Poverty & Healthcare

Malnutrition is ever present

Water-borne diseases such as cholera and malaria pose a significant health risk, particularly in the wetter south. However, the main risk to health is malnutrition.

Never enough food

The western Kanem region (along the border with Niger) has some of the most shocking hunger statistics in the world. Over the past decade, child malnutrition rates here have dipped only once below the World Health Organization’s emergency threshold of 15%.

Even in good years, a third of the population remains undernourished. Instability and climate change, combined with poverty and a rapidly growing population, mean that Chadians frequently struggle to feed their families.

When rains fail, people have no way of feeding themselves; the majority of the population depend on subsistence farming or herding. In 2012, drought left over 3 million Chadians in need of food, according to the World Food Programme.

Widespread poverty

High child mortality rate

With poor nutrition and the threat of disease, 20% of children (or 1 in 5) do not live to see their fifth birthday. (WHO 2009).

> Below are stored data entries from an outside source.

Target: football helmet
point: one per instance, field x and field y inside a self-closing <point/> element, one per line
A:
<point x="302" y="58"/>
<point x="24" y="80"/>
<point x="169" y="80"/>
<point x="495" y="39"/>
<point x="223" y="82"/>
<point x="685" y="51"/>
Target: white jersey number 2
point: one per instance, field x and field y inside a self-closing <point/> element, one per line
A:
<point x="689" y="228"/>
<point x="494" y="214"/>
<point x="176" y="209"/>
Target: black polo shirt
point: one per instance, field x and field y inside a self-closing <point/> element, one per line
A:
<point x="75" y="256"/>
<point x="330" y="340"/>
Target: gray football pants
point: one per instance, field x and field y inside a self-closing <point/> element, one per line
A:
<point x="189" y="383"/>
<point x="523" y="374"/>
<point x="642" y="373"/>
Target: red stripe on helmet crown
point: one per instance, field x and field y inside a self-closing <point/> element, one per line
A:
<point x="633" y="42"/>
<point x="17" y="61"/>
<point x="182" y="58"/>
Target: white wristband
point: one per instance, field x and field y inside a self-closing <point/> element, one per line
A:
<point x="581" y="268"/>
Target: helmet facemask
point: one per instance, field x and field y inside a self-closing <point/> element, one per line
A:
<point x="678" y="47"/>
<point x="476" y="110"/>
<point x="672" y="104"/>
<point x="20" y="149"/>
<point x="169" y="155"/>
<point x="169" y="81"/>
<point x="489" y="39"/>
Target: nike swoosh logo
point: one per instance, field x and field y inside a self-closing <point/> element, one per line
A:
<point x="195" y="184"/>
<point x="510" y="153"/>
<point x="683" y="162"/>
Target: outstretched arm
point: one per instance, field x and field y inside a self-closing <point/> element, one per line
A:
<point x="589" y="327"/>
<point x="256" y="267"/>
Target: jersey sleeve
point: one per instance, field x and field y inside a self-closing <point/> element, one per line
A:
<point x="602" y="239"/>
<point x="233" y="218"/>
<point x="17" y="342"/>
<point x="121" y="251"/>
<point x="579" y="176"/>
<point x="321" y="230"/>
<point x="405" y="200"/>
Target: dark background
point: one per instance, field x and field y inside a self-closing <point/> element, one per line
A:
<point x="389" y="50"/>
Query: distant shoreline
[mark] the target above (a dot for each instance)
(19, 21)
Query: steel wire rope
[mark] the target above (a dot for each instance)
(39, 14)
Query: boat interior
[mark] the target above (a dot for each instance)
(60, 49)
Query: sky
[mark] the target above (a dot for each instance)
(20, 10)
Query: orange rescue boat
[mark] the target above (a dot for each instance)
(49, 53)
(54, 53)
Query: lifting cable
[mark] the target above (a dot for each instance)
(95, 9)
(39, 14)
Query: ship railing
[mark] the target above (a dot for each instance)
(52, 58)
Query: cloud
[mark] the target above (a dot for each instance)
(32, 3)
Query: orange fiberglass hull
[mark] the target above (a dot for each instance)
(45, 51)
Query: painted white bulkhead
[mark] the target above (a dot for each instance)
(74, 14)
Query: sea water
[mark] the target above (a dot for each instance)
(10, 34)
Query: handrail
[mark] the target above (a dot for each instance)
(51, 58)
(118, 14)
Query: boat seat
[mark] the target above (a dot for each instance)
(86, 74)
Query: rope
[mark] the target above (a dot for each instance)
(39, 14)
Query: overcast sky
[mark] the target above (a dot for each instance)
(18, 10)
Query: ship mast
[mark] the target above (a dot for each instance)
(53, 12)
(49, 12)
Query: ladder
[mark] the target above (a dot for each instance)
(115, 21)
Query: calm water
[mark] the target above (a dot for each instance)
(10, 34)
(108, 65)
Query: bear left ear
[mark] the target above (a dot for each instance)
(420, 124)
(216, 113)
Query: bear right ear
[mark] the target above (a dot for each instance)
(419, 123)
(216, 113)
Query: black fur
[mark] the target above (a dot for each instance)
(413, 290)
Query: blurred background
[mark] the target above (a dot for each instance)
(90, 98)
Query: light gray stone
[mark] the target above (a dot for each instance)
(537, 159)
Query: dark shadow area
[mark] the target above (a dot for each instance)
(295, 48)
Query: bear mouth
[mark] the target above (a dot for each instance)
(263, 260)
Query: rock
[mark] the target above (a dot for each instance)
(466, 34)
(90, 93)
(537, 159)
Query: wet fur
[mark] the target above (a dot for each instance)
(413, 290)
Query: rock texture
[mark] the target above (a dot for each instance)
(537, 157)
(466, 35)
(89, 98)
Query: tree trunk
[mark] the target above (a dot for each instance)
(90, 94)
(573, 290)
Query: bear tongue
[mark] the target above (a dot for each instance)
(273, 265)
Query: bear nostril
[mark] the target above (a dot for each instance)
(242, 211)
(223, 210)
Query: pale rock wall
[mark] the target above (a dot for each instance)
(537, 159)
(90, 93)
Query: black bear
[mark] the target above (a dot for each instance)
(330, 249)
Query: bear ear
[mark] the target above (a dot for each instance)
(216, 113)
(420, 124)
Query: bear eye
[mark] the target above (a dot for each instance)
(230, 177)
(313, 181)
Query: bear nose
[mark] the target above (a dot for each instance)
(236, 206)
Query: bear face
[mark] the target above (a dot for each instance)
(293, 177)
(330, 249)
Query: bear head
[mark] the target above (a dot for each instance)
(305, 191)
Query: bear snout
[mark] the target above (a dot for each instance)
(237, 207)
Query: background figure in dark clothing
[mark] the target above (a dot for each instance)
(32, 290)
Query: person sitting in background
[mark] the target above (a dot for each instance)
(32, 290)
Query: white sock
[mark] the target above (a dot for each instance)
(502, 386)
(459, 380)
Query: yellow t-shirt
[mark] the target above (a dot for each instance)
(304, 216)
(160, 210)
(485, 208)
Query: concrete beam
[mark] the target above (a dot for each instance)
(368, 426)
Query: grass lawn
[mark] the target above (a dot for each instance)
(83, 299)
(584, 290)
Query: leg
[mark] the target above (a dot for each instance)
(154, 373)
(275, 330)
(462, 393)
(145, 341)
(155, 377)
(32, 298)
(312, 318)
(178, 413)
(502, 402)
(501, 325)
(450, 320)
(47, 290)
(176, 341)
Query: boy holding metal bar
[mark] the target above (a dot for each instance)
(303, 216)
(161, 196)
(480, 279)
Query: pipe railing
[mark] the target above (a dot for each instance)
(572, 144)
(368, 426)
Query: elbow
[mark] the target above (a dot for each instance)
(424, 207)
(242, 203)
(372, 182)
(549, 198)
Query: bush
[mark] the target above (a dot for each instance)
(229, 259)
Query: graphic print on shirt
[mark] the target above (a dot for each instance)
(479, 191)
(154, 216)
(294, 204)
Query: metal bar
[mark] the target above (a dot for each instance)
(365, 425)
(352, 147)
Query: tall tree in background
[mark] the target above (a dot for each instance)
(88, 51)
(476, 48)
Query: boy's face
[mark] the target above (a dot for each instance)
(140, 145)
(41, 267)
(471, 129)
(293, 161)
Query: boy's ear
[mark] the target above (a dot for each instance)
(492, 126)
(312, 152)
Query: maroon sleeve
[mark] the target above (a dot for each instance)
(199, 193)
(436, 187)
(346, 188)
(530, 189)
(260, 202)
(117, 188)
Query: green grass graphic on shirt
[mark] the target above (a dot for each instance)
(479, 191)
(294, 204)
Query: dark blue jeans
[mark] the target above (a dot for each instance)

Nearly two-thirds of people in Chad live below the poverty line and the population remains among the world’s poorest. The 2010 United Nations Human Development Index ranked Chad near the bottom, at 163 out of 169 countries.

The World Bank has pulled out of programmes, because oil revenues are not being invested by the government into alleviating poverty.

Improving a poor health network

  • Medical care being provided
  • Awaiting medical care

Very few doctors

According to the World Health Organization (WHO), there were only 345 doctors working in the country during 2000-2010, which equates to just 0.4 physicians for every 10,000 people.

Though there are hospitals in the cities and large towns, facilities are generally very poor. And like many other African countries, Chad suffers from a severe shortage of medical staff.

A network of health centres has been set up across the country. However, these centres are not well-staffed. And there are not enough of them to cover the needs of the population.

The United Nations and donor partners hope to boost the number of health staff working across the country by 1,000 in 2012.